According to media reports, Masha's was one of five mysterious journalist deaths in the past year.
“Fair and balanced reporting is the hallmark of good journalistic practice, and our colleagues across the continent must be given the opportunity to do their jobs without having to fear for their safety or their lives,” says SAFREA chair Laura Rawden.
On 9 September, Nairobi-based journalists marched in protest against what they called mysterious killings and harassment of local journalists. Amongst such incidents they named the alleged poisoning of Masha, a journalist with the Kilifi-based Standard Newspaper, following his meeting with a local politician.
“Various agencies and actors of the government, and in some cases citizens, have taken it upon themselves to normalise, justify and rationalise harassment, stalking, physical abuse, online bashing, physical assaults, and in some cases attempted assassinations of journalists on the basis of unfavourable reporting,” the journalists said in a petition they brought to the country's Director of Public Prosecutions (DPP), Keriako Tobiko.
SAFREA is shocked and saddened to hear of these alleged incidents.

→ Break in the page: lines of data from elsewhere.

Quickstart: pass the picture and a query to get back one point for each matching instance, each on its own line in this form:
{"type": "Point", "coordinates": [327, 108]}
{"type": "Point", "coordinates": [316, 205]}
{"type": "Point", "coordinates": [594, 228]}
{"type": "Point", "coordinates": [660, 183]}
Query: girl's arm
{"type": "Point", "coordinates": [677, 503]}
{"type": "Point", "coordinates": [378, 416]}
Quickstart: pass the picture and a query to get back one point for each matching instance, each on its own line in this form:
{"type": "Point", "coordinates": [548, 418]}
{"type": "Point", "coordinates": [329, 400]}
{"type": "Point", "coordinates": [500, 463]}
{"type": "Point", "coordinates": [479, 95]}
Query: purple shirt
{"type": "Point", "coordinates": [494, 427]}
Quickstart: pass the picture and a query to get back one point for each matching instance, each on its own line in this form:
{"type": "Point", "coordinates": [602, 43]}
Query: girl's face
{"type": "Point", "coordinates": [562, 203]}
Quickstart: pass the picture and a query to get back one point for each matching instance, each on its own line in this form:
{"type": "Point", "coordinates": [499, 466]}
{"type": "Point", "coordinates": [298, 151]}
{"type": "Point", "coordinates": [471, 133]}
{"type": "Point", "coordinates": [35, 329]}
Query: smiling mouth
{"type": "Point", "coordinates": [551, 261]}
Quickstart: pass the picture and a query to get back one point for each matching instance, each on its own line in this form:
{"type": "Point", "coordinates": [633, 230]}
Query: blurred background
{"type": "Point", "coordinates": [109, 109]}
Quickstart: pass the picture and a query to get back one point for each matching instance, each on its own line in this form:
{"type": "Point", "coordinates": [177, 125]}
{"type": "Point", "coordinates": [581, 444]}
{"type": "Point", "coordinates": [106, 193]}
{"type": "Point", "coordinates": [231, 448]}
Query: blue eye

The news serves to drive even stronger commitment to its new partnership with AFJK to form the Alliance of African Media Associations (AAMA), an initiative that acts to support the rights, skills and general recognition of media practitioners in Africa.
“By working together, it is our hope that we can strengthen the media industry and encourage support and protection for the journalists working in it,” says Rawden.
As Kenya approaches its 2017 national elections, SAFREA joins calls from Kenya’s journalism fraternity for national government to protect media professionals and encourage fair reporting as stated in the Kenyan Constitution.